In a landmark move, Mayor Adams also introduced the Division of Inclusive and Accessible Learning (DIAL), led by newly appointed Deputy Chancellor Christina Foti. This division will focus on supporting multilingual learners and students with disabilities, ensuring that every student receives a holistic education that prepares them for successful careers.

“By creating DIAL, we are making a powerful statement that every student’s success is paramount,” said Chancellor Banks. “We are committed to providing the necessary support for all students, regardless of their background or abilities.”

These announcements come on the heels of several educational achievements by the Adams administration, including:

– A 12-point increase in math proficiency rates last year.
– Implementation of NYC Reads, improving literacy with evidence-based curricula.
– Expansion of Gifted and Talented programs, benefiting 16,500 students.
– Major construction projects adding over 26,000 classroom seats.
– Initiatives like FutureReadyNYC, securing job placements for students.
– Enhanced dyslexia support and the establishment of a public school dedicated to students with print-based learning disabilities.

The initiatives have garnered wide support from educators, parents, and advocates. U.S. Representative Adriano Espaillat praised the administration’s commitment to closing the educational gap. Advocates like Paullette Healy and Kim Sweet lauded Deputy Chancellor Foti’s appointment, highlighting her dedication to inclusive education.

“Today’s initiative is a promise to close the educational gap and support all students along their academic journey,” said Representative Espaillat.

Mayor Adams and Chancellor Banks are set on creating a brighter future for New York City’s students through these groundbreaking initiatives.
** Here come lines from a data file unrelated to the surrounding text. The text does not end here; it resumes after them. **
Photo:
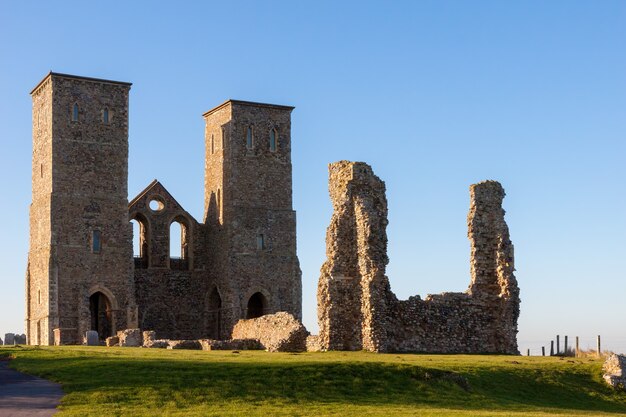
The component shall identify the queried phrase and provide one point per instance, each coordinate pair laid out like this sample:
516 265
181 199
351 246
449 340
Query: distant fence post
558 345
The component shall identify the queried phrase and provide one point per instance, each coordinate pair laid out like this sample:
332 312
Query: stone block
91 336
130 337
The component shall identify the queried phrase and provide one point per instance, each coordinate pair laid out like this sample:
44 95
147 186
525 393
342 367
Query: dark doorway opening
257 305
100 309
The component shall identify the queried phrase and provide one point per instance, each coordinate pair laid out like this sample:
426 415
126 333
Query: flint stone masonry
615 371
92 338
130 337
239 262
184 344
157 344
232 344
357 309
112 341
279 332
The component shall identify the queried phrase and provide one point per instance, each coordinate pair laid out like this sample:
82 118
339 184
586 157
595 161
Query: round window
156 205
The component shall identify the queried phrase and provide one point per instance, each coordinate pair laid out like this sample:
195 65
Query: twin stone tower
240 263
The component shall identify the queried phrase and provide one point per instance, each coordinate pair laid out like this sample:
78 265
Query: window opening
96 241
249 138
273 136
260 241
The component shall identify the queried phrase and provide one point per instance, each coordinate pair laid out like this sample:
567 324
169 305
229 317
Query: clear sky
435 95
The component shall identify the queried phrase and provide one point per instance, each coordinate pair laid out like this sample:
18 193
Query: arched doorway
214 314
100 310
257 305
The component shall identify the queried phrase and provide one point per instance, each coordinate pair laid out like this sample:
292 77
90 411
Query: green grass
153 382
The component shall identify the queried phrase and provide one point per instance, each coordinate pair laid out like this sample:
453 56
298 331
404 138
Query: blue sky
435 95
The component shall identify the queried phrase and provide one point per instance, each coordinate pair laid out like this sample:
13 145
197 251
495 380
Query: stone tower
79 274
248 210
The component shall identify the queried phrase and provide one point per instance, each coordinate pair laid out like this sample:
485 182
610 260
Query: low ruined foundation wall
279 332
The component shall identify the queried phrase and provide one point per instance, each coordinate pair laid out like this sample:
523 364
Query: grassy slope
149 382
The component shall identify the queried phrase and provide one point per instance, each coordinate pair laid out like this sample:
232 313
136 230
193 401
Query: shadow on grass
159 381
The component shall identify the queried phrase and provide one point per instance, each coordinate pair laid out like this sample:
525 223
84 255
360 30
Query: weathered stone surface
615 371
279 332
313 343
65 337
80 258
91 337
149 336
112 341
241 262
130 337
157 344
231 344
356 307
184 344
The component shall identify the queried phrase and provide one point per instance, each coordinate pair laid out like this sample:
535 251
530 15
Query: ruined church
239 266
82 274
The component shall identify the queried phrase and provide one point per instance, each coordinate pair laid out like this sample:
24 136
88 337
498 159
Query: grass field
153 382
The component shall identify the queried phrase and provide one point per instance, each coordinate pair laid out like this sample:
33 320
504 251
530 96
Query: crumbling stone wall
356 307
615 371
80 239
279 332
241 262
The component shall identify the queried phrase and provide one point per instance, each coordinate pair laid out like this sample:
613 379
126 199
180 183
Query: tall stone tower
248 209
80 272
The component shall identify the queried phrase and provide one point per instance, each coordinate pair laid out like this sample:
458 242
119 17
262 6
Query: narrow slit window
273 138
96 241
260 241
249 138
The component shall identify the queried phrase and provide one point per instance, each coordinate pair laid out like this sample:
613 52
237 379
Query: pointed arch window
273 140
249 138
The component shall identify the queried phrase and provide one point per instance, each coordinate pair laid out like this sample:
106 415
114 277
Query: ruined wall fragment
356 307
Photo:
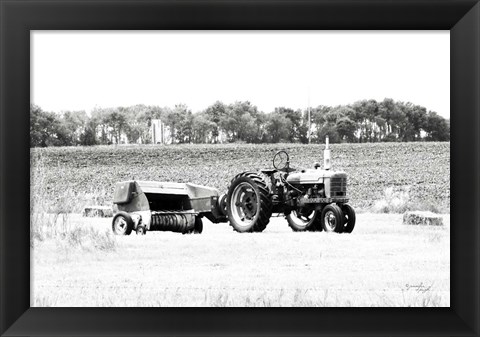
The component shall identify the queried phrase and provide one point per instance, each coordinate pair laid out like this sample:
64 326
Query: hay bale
98 211
422 219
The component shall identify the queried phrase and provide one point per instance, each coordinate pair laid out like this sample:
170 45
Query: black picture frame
18 17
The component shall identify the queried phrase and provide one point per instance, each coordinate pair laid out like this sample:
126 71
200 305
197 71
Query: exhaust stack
326 156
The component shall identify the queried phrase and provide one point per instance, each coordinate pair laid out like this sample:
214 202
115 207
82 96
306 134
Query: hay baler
164 206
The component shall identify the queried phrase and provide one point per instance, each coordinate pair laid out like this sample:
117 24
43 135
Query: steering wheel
281 160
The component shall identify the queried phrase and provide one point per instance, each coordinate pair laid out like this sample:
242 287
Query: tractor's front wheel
122 223
198 228
249 206
301 221
349 216
332 219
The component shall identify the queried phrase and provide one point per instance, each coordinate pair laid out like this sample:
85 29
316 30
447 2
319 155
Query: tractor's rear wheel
332 219
301 221
122 223
349 216
249 206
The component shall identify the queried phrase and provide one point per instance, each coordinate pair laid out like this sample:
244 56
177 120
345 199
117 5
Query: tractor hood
314 176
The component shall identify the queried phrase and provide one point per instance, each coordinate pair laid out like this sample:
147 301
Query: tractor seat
269 171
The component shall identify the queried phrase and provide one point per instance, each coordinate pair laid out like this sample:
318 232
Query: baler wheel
332 219
249 206
141 230
198 228
299 222
122 223
349 216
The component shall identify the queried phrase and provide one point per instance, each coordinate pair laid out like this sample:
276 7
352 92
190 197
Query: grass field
382 263
78 262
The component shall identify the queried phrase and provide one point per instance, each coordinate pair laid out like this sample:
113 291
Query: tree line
362 121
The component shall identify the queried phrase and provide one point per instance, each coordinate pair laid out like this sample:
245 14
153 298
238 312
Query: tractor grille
338 187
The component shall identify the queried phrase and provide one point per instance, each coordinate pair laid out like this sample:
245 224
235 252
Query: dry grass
382 263
53 221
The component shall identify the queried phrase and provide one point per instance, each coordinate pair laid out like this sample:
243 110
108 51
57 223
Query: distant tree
278 127
73 124
437 127
346 128
45 128
216 113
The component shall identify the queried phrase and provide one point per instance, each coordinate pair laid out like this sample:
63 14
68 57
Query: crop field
87 174
78 262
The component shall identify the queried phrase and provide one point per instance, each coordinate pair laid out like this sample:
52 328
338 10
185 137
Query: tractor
311 200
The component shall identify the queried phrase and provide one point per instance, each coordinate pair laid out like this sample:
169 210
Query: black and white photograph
240 168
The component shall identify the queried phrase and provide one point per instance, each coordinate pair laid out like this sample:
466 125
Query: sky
78 70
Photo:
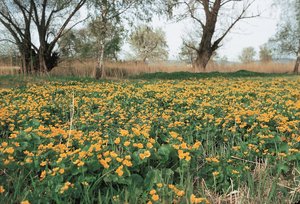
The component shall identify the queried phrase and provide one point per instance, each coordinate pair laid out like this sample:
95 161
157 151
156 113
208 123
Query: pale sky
250 32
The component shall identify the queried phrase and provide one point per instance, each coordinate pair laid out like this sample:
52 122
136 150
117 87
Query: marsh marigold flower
2 190
155 197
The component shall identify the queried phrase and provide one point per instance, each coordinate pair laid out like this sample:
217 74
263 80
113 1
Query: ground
160 138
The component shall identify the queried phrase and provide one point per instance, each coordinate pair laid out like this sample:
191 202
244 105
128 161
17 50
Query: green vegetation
200 139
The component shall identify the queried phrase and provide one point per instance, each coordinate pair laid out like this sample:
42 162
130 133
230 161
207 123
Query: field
177 138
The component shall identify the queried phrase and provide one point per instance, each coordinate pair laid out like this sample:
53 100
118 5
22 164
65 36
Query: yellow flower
235 172
147 154
120 171
28 130
10 150
117 141
2 190
174 135
155 197
180 193
216 173
149 145
127 163
159 185
142 156
196 145
104 163
152 192
28 160
195 200
65 187
113 154
126 144
124 132
4 144
61 171
44 163
43 175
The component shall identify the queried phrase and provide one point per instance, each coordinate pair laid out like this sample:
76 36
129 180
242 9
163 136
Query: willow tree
287 38
49 19
216 18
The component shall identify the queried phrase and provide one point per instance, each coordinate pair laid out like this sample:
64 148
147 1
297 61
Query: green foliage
133 140
247 55
149 44
265 54
286 40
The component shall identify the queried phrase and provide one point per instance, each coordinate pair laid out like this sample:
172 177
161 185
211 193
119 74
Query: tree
149 44
49 19
247 55
207 14
265 54
187 54
82 43
107 16
287 38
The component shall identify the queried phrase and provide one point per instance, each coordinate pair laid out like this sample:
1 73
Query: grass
248 152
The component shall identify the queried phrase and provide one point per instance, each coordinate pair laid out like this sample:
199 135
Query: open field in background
220 139
85 68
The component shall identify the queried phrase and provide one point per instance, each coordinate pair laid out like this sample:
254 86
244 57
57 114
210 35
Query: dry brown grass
85 68
270 67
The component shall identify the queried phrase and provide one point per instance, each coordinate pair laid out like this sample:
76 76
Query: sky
250 32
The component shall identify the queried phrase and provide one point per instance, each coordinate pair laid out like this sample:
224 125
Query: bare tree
50 19
107 15
207 14
247 55
149 43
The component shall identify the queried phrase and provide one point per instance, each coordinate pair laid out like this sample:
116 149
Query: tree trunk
99 69
203 57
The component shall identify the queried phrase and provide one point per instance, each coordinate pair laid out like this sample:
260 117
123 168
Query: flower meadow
156 141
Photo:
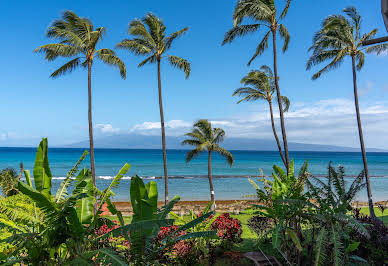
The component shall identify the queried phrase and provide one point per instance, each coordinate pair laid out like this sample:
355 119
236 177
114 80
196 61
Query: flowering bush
180 251
374 249
228 228
118 243
260 225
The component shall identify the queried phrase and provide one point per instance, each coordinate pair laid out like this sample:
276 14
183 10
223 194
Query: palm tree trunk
209 175
276 135
368 188
275 68
163 136
92 166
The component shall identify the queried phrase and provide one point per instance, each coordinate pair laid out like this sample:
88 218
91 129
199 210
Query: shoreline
232 206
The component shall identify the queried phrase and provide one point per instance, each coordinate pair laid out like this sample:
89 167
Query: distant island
137 141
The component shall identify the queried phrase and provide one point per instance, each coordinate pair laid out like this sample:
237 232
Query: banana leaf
42 172
84 206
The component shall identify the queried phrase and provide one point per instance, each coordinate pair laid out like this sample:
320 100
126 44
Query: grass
250 239
379 214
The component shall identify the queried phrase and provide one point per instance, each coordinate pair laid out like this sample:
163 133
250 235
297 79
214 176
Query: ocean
189 180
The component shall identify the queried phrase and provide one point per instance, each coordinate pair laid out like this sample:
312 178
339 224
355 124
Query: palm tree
264 12
260 85
154 44
77 38
340 37
206 138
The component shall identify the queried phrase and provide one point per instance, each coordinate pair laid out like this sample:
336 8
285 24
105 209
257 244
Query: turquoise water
189 180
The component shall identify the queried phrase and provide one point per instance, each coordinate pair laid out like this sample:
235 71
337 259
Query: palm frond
335 63
192 154
239 31
137 28
285 35
261 47
285 102
66 68
168 41
219 135
259 10
224 153
378 49
149 60
285 10
136 46
181 64
53 50
109 57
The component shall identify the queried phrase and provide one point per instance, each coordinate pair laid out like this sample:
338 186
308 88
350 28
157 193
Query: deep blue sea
189 180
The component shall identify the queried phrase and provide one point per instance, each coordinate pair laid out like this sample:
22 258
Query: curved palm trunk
163 136
209 175
275 67
276 135
92 166
368 188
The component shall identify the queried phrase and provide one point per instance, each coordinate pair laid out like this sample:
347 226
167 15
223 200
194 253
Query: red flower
227 228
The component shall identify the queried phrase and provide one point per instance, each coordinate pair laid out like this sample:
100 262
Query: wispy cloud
107 129
173 128
329 121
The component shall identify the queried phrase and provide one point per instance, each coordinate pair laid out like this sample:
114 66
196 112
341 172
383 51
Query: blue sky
33 105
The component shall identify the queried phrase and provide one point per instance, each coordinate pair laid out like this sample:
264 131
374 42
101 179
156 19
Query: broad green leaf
352 247
152 191
166 209
42 172
276 236
295 239
84 206
42 202
28 177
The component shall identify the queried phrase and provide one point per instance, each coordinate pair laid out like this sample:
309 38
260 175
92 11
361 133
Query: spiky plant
206 138
150 39
341 37
8 181
265 14
328 212
77 39
260 85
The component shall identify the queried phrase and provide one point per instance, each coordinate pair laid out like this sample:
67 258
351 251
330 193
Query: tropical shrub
228 229
181 252
66 231
374 249
327 238
260 224
8 181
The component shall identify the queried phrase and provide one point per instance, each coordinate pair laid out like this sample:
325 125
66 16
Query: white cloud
107 129
331 122
173 127
366 88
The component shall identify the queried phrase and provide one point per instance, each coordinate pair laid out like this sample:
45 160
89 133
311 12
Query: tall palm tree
77 38
264 13
206 138
338 38
260 85
154 43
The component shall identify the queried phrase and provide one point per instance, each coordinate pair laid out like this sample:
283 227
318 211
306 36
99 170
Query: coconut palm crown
260 85
265 15
77 39
340 36
150 40
205 138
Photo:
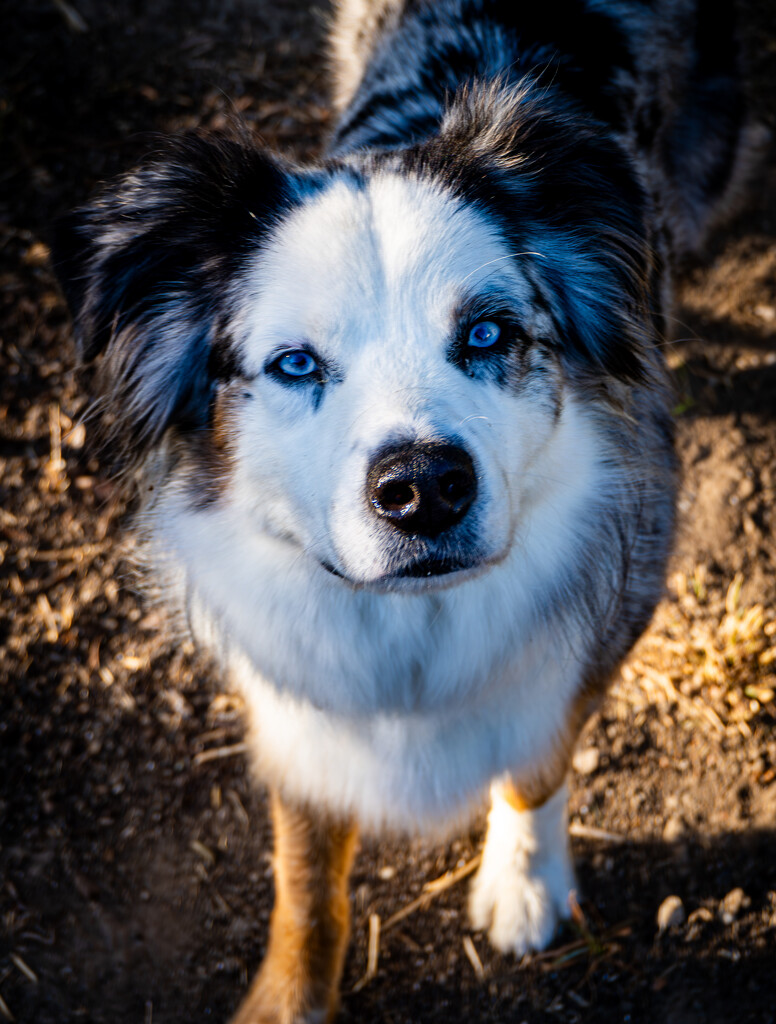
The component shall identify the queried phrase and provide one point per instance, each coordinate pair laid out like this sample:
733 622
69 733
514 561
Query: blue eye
297 364
484 334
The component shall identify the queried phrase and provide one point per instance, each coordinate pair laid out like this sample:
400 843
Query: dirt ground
134 853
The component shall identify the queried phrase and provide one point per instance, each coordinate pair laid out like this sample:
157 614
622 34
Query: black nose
422 488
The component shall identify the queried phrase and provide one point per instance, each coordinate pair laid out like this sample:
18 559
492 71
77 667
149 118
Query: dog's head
382 360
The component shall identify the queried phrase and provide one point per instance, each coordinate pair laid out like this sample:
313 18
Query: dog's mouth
421 569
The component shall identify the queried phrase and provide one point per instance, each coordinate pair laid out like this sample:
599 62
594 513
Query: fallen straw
432 889
373 953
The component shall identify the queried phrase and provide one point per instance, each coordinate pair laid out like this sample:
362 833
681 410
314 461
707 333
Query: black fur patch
555 183
146 268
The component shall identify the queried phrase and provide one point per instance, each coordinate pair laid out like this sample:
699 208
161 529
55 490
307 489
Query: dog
401 423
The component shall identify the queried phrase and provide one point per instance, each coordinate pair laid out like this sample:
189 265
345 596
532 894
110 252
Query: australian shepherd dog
401 422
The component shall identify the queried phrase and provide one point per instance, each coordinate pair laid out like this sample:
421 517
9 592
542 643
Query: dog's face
386 355
399 384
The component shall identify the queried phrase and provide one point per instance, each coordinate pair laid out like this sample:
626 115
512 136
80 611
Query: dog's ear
562 190
147 268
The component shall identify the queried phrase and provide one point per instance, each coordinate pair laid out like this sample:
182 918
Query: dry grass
708 654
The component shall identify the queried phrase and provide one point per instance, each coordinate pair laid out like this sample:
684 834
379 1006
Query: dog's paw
520 892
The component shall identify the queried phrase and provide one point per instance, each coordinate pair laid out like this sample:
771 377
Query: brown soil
134 873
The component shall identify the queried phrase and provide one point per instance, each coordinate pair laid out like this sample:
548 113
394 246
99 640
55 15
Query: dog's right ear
148 268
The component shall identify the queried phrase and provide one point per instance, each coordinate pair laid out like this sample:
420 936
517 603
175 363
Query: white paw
520 892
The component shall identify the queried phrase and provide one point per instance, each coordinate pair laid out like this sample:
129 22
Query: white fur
521 889
396 701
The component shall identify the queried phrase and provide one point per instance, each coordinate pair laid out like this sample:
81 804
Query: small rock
671 913
731 906
674 828
585 762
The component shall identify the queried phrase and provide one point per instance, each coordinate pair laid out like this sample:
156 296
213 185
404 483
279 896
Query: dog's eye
484 334
297 364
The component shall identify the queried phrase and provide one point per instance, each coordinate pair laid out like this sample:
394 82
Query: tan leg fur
298 982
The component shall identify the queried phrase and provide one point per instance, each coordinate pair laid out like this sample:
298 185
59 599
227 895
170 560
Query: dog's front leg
298 982
521 889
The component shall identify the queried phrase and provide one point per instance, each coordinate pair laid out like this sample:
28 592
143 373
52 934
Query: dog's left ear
148 268
565 195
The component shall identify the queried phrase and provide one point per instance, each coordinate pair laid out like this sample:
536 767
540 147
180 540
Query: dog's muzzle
422 488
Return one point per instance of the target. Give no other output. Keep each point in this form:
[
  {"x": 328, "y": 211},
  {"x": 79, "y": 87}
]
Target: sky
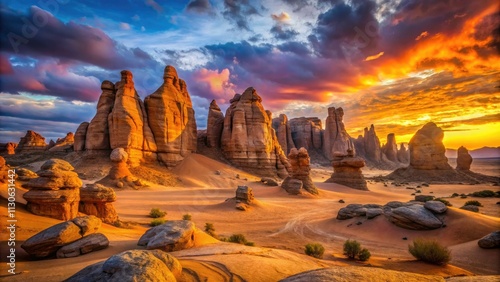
[{"x": 397, "y": 64}]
The combined focus on improving math education and providing equitable learning opportunities underscores their commitment to fostering an inclusive and supportive educational environment for all students.

“For students struggling to learn, this marks a significant shift in their academic trajectory and life opportunities,” said Rima Izqueirdo, a Bronx parent leader.

With “NYC Solves” and the Division of Inclusive and Accessible Learning, New York City is poised to lead the nation in innovative, equitable education practices, ensuring every student can achieve their fullest potential.